Um estudo que analisa o padrão espaçotemporal da Covid-19 no Brasil entre março e outubro de 2020, publicado na revista científica Science nesta quarta-feira (14), descreve o Ceará como um estado 'resiliente' na contenção da doença.
O artigo analisa os principais centros de propagação do coronavírus em 2020, como as capitais Fortaleza, Recife e Rio de Janeiro e a área compreendida entre Amazonas, Pará e Amapá. O estudo foi realizado por dez cientistas e coordenado pela demógrafa Márcia Castro, professora associada da Universidade de Harvard.
Para comparar a evolução dos casos e óbitos no país, os cientistas analisaram o deslocamento do centro geográfico da epidemia, a progressão ao longo das semanas e o intervalo de tempo para atingir 50 casos e 50 óbitos.
No Ceará, o intervalo até atingir os índices de 50 casos e 50 óbitos foi de 1 dia, o que indica que o vírus estava circulando antes de ser detectado. "Isso foi confirmado no Ceará, onde uma retrospectiva epidemiológica releva que o vírus já estava circulando em janeiro", diz o artigo.
O estudo destaca que, entre junho e agosto, o Ceará e outros oito estados tinham incidência de mortes mais forte que de casos e aponta diferentes índices de interiorização da doença.
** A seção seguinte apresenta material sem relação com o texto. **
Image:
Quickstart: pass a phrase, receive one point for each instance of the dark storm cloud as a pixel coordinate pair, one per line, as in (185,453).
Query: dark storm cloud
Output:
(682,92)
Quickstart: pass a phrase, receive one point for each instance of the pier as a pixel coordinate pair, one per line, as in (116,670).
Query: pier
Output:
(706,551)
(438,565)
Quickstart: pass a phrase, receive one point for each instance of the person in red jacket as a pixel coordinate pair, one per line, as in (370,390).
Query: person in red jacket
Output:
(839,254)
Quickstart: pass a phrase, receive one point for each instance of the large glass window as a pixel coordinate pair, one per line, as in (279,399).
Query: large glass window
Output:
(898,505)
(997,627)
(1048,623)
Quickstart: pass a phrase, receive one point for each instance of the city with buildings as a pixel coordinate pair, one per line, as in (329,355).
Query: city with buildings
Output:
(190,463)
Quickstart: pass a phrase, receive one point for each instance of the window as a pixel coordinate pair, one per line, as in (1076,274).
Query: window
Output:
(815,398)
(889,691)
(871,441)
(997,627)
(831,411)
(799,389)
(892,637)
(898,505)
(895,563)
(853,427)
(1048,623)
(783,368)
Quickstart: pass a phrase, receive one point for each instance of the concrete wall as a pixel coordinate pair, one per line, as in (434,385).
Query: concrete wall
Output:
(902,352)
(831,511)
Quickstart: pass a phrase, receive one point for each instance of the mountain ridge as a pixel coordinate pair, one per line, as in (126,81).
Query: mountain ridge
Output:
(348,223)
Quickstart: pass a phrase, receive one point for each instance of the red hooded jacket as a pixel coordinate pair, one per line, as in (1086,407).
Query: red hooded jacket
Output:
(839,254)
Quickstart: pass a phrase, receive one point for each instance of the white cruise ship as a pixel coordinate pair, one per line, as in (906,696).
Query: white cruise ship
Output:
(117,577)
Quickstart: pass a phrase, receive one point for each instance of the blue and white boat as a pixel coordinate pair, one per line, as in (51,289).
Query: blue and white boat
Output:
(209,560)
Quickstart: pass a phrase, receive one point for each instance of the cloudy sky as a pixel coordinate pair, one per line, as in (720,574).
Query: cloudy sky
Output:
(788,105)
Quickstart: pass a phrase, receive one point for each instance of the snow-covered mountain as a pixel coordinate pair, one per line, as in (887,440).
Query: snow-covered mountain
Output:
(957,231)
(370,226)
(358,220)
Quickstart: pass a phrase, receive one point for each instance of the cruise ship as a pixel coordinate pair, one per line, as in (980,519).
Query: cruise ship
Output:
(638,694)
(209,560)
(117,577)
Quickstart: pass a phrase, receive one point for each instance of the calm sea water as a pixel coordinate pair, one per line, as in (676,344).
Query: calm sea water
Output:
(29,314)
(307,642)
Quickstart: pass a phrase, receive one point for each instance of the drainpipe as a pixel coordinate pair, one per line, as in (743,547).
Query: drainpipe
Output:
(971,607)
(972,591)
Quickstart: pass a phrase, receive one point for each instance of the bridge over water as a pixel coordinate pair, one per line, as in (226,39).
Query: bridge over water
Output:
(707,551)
O artigo cita que o "caos político" do Rio de Janeiro impactou em uma resposta efetiva à doença e compara a resposta do RJ com a do Ceará:
"Em contraste, embora o Ceará também tenha experienciado um quase colapso no sistema hospitalar entre abril e maio, e tenha circulação indetectada do vírus por mais de um mês antes de o primeiro caso ser oficialmente confirmado, foi o 6° na interiorização de casos, mas o antepenúltimo na interiorização de mortes."
"Isso sugere que mesmo com a circulação do vírus, as ações locais foram bem-sucedidas em prevenir mortes", conclui o artigo sobre o estado. Rio de Janeiro e Amazonas foram os estados com o deslocamento de casos e mortes coronavírus para o interior mais rápido, aponta o estudo.
Resposta federal
Segundo o estudo, a resposta do Governo Federal representa uma "perigosa combinação" de inação e incompetência, incluindo a promoção de cloroquina como tratamento a despeito da falta de evidência. Os cientistas ressaltam a falta de estratégia nacional, causa de diferentes respostas de autoridades locais ao vírus.
O grupo aponta cinco fatores que resultaram na rápida disseminação de casos e mortes da Covid-19 no Brasil:
- o país é grande e desigual, com diferenças na quantidade e na qualidade de recursos médicos
- falta da interrupção da rede de conexão entre cidades durante os picos de casos e mortes
- o alinhamento entre governadores e o presidente e a polarização da pandemia tiveram consequências na duração e intensidade de medidas de distanciamento adotadas
- o coronavírus circulou no Brasil sem ser detectado por mais um mês, resultado da falta de estrutura de investigação genômica
- cidades adotaram e relaxaram medidas em diferentes momentos, com base em diferentes critérios, facilitando a propagação
"Nossos resultados se relacionam com essas questões, mas também mostram que alguns estados foram resilientes, como o Ceará, enquanto outros que comparativamente tinham mais recursos falharam em conter a propagação da Covid-19, como o Rio de Janeiro", destacam os pesquisadores.
O estudo analisou os dados até outubro de 2020, mas ressalta que o país enfrenta o pior cenário da pandemia atualmente, com um ritmo lento de vacinação e a propagação da variante surgida em Manaus. Os cientistas citam o colapso testemunhado em Manaus, como a falta de oxigênio para pacientes, e a possibilidade do mesmo ocorrer em outras localidades.
"A falha em evitar a nova onda de propagação vai facilitar a criação de novas variantes de preocupação, isolar o Brasil como ameaça global a segurança de saúde, e levar a uma crise humanitária completamente evitável", finaliza o artigo.